Diese Begriffe sind jedem geläufig und doch wissen die wenigsten, was dahinter steckt. Hier die Erklärung dazu:
Ein freier Dienstvertrag begründet eine Art eingeschränktes Dienstverhältnis - und ist doch keines. Der Auftragnehmer wird vom Auftraggeber bei der zuständigen Gebietskrankenkasse gemeldet, es fliessen Dienstgeberbeiträge zur Sozialversicherung. Der Auftragnehmer ist für die Versteuerung dieser Einnahmen selbst verantwortlich. Es wird also keine Lohnsteuer berechnet und einbehalten!

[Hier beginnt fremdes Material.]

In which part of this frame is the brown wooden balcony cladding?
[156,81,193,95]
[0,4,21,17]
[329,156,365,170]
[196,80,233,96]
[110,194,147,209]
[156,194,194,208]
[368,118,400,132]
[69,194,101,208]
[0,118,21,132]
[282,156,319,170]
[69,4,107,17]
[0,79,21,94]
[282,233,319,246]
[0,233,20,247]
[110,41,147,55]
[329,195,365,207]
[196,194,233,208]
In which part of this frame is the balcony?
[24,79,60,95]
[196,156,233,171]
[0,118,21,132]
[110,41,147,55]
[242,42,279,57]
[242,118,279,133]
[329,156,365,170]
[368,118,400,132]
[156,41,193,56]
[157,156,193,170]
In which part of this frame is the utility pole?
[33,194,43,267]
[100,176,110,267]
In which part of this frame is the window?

Die Einnahmen aus freien Dienstverträgen und Werkverträgen und die damit zusammenhängenden Ausgaben müssen aufgezeichnet werden. Die Aufzeichnungen und alle diesbezüglichen Unterlagen und Belege (Honorarnoten, Bankauszüge, Rechnungen und Zahlungsbelege für Ausgaben) müssen sieben Jahre aufgehoben werden. Der Gewinn aus der Tätigkeit wird im Regelfall durch eine so genannte Einnahmen-Ausgaben-Rechnung ermittelt. Die erhaltenen Einnahmen eines Kalenderjahres (zB der Zufluss in bar oder die Gutschrift auf dem Bankkonto muss in der Zeit vom 1. Jänner bis 31. Dezember erfolgen), vermindert um die im Kalenderjahr bezahlten Ausgaben, ergeben den Gewinn aus der Tätigkeit, der als Einkünfte aus Gewerbebetrieb oder in bestimmten Fällen als Einkünfte aus selbständiger Arbeit (zB. bei wissenschaftlicher, künstlerischer oder unterrichtender Tätigkeit) der Einkommensteuer unterliegt.
Es kann vorkommen, dass die Einnahmen in einem Kalenderjahr zufließen und bestimmte Ausgaben (zB Sozialversicherungsbeiträge) aber erst im Folgejahr vorgeschrieben und bezahlt werden. Dann erzielt man im Folgejahr - wenn keine oder geringere Einnahmen aus dieser Tätigkeit vorliegen - einen Verlust, der mit anderen positiven Einkünften ausgeglichen werden kann.
Grundsätzlich müssen Sie eine Einkommensteuererklärung abgeben, wenn Sie vom Finanzamt dazu aufgefordert werden. Ergeht keine Aufforderung ist eine Steuererklärung abzugeben, wenn Sie bestimmte Einkommensgrenzen überschreiten.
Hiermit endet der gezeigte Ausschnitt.